Tagging your trades means making a document (in word or excel) that records all of your trades and strategies. You record your trade and the strategy used to make said trade before mentioning whether the strategy worked or not. Tagging your trades is crucial as you can analyze the performance of your strategies over a period of time to perfect them according to share market dynamics.
How tagging your trades can improve your results?
Tagging helps you to evaluate your decisions: When you consistently tag your trades, you become aware of your strategies and situations. After you test your strategies in different situations, you can choose the best one and utilize it to its full potential. By selecting the best strategy and sticking to it, you can increase your profits by a considerable margin.
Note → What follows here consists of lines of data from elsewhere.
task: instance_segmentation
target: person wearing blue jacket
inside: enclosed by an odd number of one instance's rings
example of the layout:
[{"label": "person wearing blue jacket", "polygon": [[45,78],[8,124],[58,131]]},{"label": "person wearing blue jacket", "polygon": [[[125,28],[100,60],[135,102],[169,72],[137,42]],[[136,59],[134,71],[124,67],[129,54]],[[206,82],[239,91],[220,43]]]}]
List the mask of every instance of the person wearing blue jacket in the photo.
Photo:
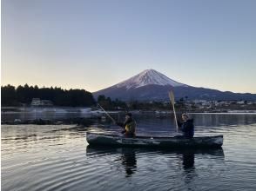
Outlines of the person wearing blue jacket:
[{"label": "person wearing blue jacket", "polygon": [[191,139],[194,135],[194,124],[193,119],[192,119],[188,114],[182,114],[181,115],[182,122],[178,122],[178,126],[182,131],[182,135],[179,136],[180,138]]}]

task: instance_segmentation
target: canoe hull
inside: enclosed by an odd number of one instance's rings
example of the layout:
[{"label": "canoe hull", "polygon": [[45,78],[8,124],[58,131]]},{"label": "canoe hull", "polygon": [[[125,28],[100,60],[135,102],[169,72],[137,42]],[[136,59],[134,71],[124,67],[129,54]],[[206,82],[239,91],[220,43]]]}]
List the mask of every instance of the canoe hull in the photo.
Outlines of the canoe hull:
[{"label": "canoe hull", "polygon": [[90,145],[115,147],[220,148],[223,144],[223,135],[194,137],[192,139],[146,136],[127,138],[87,132],[86,139]]}]

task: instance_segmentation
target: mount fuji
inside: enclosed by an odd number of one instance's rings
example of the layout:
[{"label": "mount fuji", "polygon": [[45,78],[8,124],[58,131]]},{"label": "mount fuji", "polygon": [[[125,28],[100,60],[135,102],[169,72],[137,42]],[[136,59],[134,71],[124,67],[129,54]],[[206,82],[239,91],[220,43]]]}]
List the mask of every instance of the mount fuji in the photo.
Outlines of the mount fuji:
[{"label": "mount fuji", "polygon": [[111,99],[123,101],[168,101],[168,92],[173,90],[176,100],[187,97],[189,100],[247,100],[256,101],[255,94],[239,94],[230,91],[189,86],[167,77],[154,69],[141,73],[111,87],[94,92],[97,98],[104,95]]}]

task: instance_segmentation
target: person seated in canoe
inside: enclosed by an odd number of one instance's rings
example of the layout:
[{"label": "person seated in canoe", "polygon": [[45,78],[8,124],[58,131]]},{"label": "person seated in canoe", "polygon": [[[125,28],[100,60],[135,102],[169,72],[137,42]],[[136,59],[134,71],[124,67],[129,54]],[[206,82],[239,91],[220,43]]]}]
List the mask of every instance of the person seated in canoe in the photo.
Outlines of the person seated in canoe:
[{"label": "person seated in canoe", "polygon": [[136,131],[136,122],[132,118],[131,113],[125,114],[125,122],[117,122],[117,125],[125,128],[122,131],[126,137],[135,137],[135,131]]},{"label": "person seated in canoe", "polygon": [[178,135],[175,137],[179,138],[192,138],[194,135],[194,124],[193,119],[190,117],[188,114],[182,114],[182,122],[177,122],[179,129],[182,131],[182,135]]}]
Tagging helps you avoid emotions: Tagging your trades will help remind you of previous trades that went wrong. You will know exactly how the trade went and if you let your emotions get in the way of your judgment. Knowing the results of trading with emotions helps an investor avoid committing the same mistakes again. Thus, he/she ends up becoming a more rational trader.
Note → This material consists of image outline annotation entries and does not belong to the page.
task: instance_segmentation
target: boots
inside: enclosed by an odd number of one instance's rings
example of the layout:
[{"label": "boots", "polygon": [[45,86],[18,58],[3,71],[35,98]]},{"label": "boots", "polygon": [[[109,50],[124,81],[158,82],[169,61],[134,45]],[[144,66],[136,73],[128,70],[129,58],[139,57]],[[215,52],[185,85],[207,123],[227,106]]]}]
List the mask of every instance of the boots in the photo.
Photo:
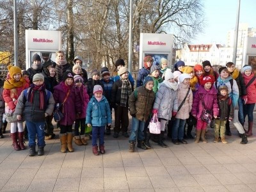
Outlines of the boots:
[{"label": "boots", "polygon": [[70,152],[74,152],[74,148],[72,146],[73,134],[72,132],[67,132],[67,145],[68,147],[68,150]]},{"label": "boots", "polygon": [[75,143],[77,145],[83,145],[83,143],[81,141],[80,136],[78,135],[78,136],[75,136]]},{"label": "boots", "polygon": [[136,144],[136,142],[134,142],[134,141],[130,142],[130,145],[129,146],[129,152],[134,152],[135,144]]},{"label": "boots", "polygon": [[65,133],[60,134],[60,140],[61,144],[60,151],[62,153],[65,153],[67,151],[67,134]]},{"label": "boots", "polygon": [[82,134],[80,136],[81,141],[83,143],[83,145],[87,145],[87,138],[85,138],[84,134]]},{"label": "boots", "polygon": [[38,151],[37,152],[37,155],[38,156],[44,156],[44,147],[40,146],[38,147]]},{"label": "boots", "polygon": [[35,145],[29,147],[29,156],[32,157],[36,155],[36,147]]},{"label": "boots", "polygon": [[198,143],[200,141],[200,136],[201,134],[201,129],[196,129],[196,139],[195,140],[195,143]]},{"label": "boots", "polygon": [[137,147],[142,148],[143,150],[148,149],[147,147],[145,145],[144,141],[138,141]]},{"label": "boots", "polygon": [[144,140],[144,145],[146,146],[147,148],[151,148],[151,145],[149,143],[149,139],[150,138],[150,133],[149,131],[147,131],[145,133],[145,140]]},{"label": "boots", "polygon": [[252,125],[253,125],[253,122],[248,122],[248,130],[246,133],[246,136],[250,137],[252,136]]},{"label": "boots", "polygon": [[24,145],[24,143],[25,143],[24,141],[24,131],[18,132],[19,145],[20,145],[20,149],[22,150],[26,149],[26,147]]},{"label": "boots", "polygon": [[163,148],[166,148],[168,146],[163,141],[164,139],[164,131],[161,131],[160,135],[158,138],[158,142],[157,144],[158,145],[160,145],[161,147]]},{"label": "boots", "polygon": [[92,152],[95,156],[99,156],[98,145],[92,147]]},{"label": "boots", "polygon": [[13,148],[16,150],[20,150],[20,147],[18,143],[18,132],[15,132],[13,133],[11,133],[11,138],[12,139],[12,145],[13,146]]},{"label": "boots", "polygon": [[100,154],[103,154],[106,152],[105,147],[104,147],[104,145],[100,145]]},{"label": "boots", "polygon": [[206,140],[206,139],[205,139],[205,132],[206,132],[206,129],[202,129],[201,131],[200,138],[204,143],[207,143],[207,140]]},{"label": "boots", "polygon": [[246,144],[248,143],[247,137],[245,133],[241,134],[242,136],[242,141],[240,142],[241,144]]}]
Tagging allows you to review and revise strategies: Tagging your trades makes it easy for you to know your best and worst strategies. You can also identify the areas of your strategies which need improvement in order to be utilized in a better way. It makes reviewing, tweaking, and revising strategies reasonably easy for an investor.
Tagging allows an investor to test new ideas and theories: Tagging trades can help an investor come up with new ideas and theories to upgrade current strategies. The ideas and theories are then added to existing strategies or used to formulate a new strategy. These strategies can then be tested in the market and if they prove profitable, can be added to your current basket of strategies.
Tagging creates a better investor: Tagging enables an investor to make better investment strategies, analyze mistakes, develop new theories and ideas, and invest in the smartest way possible. Thus, it helps them decrease loss in his/her investments. In other words, tagging creates an investor who is better in every field and helps him/her earn profits in the share market.
Tips for successful Tagging
A few tips that can help an investor tag his/her stocks successfully:
Have clear rules for every tag: Make a set of pre-determined rules and use them every time you tag your shares. The rules should include marking the tags with market thoughts, ideas, and research. This will allow you as an investor to identify each tag with a clear set of rules and you can be consistent with your trades.
Use numbers to identify tags: You can start your primary strategy with “1.0” and can refresh the tag every time you adjust or add something new to the strategy. You can proceed to “1.1.” or “2.0” and so on. It will allow you to compare each trade’s performance against another. Thus, you can know which trade performed better and which investment was a bad idea.
Challenge yourself: Analyzing just the return amount or the return percentage will not help you attain success in your trades. Look at the risk percentage, the target price, trade frequency, overall time committed to each trade, as well as the return amount, among other things, to be successful in the market. Experiment with new ideas, develop out-of-the-box theories, and continue to test them until you come up with a strategy that suits your investments perfectly.